Image result for Politicians at Bonfires

( DUP Stormont minister, Paul Girvan lighting a Unionist Bonfire of Hate)

Furthermore, as can be seen from the debacle of Brexit – which is in itself yet another breach of the Belfast Agreement – as is the steadfast refusal of Unionism to give appropriate respect to the Irish Language (which is of course the only native language of this country), it can be stated that the imbalance that exists in the matter of parades, bonfires and Orange traditions of sectarian supremacy is clear proof that we have one hell of a long way to go in installing true parity of esteem, in this sordid statelet that never should have been.
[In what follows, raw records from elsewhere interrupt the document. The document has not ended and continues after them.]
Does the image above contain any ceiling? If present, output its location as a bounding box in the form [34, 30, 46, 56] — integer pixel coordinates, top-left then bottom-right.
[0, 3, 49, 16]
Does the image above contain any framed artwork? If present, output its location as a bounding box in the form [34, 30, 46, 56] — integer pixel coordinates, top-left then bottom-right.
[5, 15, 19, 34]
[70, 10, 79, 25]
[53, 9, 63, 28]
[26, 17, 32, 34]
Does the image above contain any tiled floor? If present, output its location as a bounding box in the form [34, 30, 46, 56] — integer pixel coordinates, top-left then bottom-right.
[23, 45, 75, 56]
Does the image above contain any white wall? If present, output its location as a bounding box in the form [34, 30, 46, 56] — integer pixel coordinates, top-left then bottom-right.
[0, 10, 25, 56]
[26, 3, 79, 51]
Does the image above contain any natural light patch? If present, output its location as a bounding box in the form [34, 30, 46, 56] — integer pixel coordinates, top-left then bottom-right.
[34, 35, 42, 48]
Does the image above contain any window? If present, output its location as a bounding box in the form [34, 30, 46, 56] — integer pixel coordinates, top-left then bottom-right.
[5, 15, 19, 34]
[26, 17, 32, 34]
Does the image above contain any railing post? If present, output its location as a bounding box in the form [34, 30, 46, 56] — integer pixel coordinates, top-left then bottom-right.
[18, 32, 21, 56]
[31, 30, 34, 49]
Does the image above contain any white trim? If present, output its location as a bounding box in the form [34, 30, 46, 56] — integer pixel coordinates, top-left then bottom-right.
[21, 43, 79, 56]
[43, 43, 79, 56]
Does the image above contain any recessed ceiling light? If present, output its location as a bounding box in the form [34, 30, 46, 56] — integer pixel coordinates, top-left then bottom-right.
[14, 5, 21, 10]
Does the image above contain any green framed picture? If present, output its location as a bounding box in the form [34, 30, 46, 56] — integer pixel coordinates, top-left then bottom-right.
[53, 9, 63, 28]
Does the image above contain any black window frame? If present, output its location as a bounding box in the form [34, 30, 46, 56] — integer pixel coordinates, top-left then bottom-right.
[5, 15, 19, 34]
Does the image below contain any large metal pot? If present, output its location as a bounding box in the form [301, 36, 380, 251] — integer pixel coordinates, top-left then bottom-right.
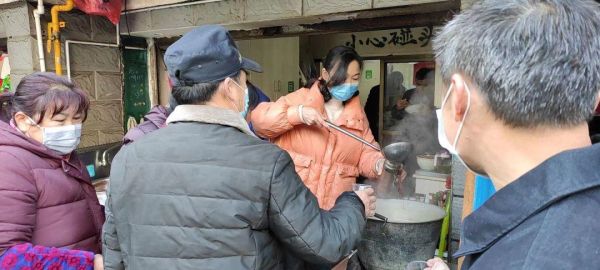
[358, 199, 446, 270]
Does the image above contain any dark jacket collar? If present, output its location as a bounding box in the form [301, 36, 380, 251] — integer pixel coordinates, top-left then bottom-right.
[167, 105, 256, 137]
[454, 145, 600, 257]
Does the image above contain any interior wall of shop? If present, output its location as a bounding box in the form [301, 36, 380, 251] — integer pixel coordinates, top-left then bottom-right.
[237, 37, 301, 100]
[0, 1, 123, 147]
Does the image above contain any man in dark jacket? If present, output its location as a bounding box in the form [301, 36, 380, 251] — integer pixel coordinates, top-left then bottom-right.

England has long been known as Perfidious Albion. Perfidy is treachery. Therefore, that’s a title that the English, and then British, Establishment have earned many times over as they reneged on one treaty after another, one agreement on top of the last. The Belfast Agreement is no different.
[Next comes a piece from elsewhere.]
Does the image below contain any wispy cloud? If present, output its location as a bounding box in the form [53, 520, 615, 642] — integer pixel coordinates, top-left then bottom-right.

The brief uprising in Belfast over the removal of bonfire material in Republican areas should not be viewed solely as a reaction to one or two localized incidents. Instead, it should be understood to be a predictor of what is waiting not too far down the line, should the current trend of discrimination against Republicans and Nationalists continue.
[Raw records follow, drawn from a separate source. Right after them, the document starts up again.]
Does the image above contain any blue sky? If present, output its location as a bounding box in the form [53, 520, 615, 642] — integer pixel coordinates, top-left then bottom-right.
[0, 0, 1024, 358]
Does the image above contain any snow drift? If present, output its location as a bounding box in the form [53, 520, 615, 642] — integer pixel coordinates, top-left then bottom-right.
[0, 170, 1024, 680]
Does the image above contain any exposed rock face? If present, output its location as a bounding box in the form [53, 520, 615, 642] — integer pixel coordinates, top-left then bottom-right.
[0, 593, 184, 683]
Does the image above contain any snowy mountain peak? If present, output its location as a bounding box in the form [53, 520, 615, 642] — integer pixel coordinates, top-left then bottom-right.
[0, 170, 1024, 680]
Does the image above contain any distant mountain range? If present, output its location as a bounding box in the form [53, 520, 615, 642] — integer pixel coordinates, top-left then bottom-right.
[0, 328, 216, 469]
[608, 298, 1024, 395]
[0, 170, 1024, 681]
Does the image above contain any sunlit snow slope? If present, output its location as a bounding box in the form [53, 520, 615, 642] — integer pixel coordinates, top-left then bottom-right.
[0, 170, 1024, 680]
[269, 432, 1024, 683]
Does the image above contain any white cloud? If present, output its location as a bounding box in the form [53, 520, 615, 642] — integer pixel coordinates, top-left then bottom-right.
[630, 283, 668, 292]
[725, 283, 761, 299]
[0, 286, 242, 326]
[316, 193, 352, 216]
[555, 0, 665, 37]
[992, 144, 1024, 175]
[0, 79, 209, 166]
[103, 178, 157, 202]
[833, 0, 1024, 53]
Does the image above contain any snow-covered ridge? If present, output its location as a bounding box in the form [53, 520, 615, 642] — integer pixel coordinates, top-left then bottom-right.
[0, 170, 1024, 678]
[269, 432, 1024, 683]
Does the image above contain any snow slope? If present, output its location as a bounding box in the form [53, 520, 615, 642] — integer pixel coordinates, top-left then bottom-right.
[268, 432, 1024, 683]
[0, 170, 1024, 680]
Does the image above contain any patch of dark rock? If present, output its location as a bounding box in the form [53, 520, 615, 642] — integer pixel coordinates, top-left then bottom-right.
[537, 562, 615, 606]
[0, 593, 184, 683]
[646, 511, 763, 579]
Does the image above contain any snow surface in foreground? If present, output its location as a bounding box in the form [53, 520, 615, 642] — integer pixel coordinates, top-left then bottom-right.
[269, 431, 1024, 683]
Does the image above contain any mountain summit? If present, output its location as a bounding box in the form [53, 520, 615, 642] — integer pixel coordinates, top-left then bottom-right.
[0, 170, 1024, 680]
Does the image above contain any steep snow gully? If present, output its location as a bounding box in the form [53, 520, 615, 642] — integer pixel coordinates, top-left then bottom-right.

Whether that discrimination is in the matter of current internment, abuse of POW’s, harassment of Republicans, funneling of public funds into the coffers of Unionist paramilitaries, facilitating Unionist corruption in political life, granting immunity to Unionist’s involved in racism and sectarian bigotry, granting immunity to British soldiers guilty of crimes including murder, withholding investment in Republican areas that suffer from social deprivation (such as those areas where the recent trouble arose), withholding information that would provide answers to those families who lost loved ones to British collusion, encouraging and facilitating Orange (and therefore sectarian) ‘culture’, or in general maintaining a clear bias against the Republican and wider Nationalist community, it must be highlighted and opposed.

Nationalist politicians, most especially those in Sinn Féin, must be made to see that wishing upon a colonial star is not going to bring equality, let alone free our land. The Tories need to be called out, as do the leaders of Unionism. They should be given no quarter as we can be certain that they, in keeping with their traditions and culture, will afford us none.

So let’s all have a large slice of parity of esteem. It just might be that the leaders of Unionism will choke.